Quoi qu’il arrive, ce discours apporte enfin une certaine reconnaissance pour ceux qui se sont déjà engagés sur les voies de l’agroécologie et risque de donner une impulsion forte à ceux qui observent et hésitent encore. Même si nous aurions souhaité cet engagement politique bien plus tôt, il arrive à point nommé. Aujourd’hui, l’agroécologie n’est plus une idée mais une réalité dans beaucoup d’exploitations avec des connaissances et un savoir-faire. La réussite sur le terrain et l’interconnexion des réseaux stimulent la créativité et des idées d’association de cultures, de couverture permanente, d’introduction des arbres et/ou des animaux fusent dans tous les sens et sont déjà aujourd’hui couramment testées.
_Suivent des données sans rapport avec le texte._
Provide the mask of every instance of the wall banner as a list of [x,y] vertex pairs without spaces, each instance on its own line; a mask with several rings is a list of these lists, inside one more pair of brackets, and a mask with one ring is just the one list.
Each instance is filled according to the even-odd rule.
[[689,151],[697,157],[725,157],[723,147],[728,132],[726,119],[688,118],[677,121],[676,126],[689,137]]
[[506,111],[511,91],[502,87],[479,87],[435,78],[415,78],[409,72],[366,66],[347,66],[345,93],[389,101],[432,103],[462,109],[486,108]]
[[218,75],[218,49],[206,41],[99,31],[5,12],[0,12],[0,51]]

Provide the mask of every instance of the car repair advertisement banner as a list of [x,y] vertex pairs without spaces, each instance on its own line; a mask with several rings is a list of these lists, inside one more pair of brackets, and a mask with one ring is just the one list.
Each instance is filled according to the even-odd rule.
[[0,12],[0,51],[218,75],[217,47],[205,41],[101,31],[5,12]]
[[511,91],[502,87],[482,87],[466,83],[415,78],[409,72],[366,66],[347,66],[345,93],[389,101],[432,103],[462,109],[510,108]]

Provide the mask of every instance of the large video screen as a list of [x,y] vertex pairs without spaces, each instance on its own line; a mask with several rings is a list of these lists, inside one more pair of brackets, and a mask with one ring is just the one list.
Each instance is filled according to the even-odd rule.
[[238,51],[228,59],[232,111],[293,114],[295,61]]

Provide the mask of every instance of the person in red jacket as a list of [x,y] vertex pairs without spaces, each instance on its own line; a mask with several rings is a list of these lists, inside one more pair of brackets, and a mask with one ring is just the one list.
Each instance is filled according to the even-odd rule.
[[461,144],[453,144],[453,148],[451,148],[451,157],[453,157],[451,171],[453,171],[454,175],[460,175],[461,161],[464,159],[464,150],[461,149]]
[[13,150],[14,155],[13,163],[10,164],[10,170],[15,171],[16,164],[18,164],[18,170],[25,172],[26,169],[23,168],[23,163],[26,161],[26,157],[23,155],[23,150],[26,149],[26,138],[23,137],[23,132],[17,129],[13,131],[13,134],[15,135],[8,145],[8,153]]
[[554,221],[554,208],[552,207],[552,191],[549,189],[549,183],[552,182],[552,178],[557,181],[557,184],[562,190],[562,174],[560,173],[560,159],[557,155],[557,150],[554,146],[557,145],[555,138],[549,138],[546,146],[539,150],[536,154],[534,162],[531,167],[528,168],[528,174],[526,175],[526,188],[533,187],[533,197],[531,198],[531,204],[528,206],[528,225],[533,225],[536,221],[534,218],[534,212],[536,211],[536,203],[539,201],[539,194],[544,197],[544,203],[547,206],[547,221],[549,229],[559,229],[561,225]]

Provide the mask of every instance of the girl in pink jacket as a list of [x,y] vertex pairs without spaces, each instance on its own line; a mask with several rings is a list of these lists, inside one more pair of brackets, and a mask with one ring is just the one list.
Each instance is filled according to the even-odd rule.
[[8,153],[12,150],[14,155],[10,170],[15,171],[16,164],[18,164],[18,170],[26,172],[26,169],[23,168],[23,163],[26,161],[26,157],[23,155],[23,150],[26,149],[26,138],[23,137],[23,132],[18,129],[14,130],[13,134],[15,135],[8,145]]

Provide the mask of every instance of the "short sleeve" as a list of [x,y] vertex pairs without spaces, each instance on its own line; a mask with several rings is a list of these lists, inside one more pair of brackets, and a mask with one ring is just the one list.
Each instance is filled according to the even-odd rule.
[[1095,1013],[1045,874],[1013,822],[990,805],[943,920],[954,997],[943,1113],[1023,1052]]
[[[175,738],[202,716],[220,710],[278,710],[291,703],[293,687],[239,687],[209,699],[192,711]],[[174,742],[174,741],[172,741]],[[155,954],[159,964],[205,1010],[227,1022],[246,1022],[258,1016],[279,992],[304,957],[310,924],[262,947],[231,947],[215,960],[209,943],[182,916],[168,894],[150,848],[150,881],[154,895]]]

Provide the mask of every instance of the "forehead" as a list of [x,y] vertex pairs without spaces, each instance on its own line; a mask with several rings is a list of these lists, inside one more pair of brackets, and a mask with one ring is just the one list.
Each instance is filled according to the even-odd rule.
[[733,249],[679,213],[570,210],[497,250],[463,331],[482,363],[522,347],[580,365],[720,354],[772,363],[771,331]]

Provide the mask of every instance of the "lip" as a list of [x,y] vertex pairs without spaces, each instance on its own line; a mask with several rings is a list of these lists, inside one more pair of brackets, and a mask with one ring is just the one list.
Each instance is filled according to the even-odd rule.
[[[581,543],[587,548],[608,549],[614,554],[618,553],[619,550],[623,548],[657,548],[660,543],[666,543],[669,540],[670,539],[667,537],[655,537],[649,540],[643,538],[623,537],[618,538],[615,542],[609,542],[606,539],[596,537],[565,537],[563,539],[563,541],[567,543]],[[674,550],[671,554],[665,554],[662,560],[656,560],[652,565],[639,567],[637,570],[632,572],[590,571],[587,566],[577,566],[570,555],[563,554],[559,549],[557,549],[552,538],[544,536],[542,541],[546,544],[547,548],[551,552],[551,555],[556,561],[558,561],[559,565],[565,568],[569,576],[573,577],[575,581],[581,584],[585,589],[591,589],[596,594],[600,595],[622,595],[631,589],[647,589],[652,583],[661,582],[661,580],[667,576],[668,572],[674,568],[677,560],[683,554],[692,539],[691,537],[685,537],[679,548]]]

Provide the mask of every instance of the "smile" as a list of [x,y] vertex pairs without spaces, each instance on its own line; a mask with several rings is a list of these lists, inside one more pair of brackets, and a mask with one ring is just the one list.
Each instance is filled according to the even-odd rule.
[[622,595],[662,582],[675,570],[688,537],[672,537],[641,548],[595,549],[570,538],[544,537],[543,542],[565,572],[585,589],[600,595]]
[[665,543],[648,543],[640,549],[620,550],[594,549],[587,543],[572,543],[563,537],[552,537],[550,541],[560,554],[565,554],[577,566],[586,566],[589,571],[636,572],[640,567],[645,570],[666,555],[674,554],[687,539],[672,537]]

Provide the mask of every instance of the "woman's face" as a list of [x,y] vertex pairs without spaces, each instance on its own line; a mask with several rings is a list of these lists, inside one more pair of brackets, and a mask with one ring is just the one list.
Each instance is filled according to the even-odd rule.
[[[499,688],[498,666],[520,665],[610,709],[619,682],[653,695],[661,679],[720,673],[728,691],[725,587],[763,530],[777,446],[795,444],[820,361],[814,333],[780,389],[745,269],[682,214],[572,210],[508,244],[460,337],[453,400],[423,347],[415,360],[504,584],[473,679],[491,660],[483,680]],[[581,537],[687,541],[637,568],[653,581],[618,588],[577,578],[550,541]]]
De réelles compétences au niveau de la recherche comme de l’accompagnement émergent et sont aussi en train de se mettre en place. Enfin et grâce au travail de communication des différentes associations, malgré encore de nombreuses réticences et c’est normal, l’agroécologie est globalement bien acceptée par beaucoup des acteurs. Si nous écrivions dans TCS, il y quelque temps, que nous n’étions pas loin du point de basculement, le discours et l’engagement de S. Le Foll risquent d’être l’élément déterminant.

Cette rupture en matière de politique agricole avec la définition d’un cap ambitieux mais rassembleur, en accord avec les grands enjeux de notre société, est une première. Dans l’attente des mesures d’accompagnement qui, nous l’espérons, seront à la hauteur des objectifs, c’est certainement une vraie possibilité de changement et une chance à saisir pour l’agriculture en France : nous pouvons et nous avons vraiment les moyens de devenir les leaders de l’agroécologie.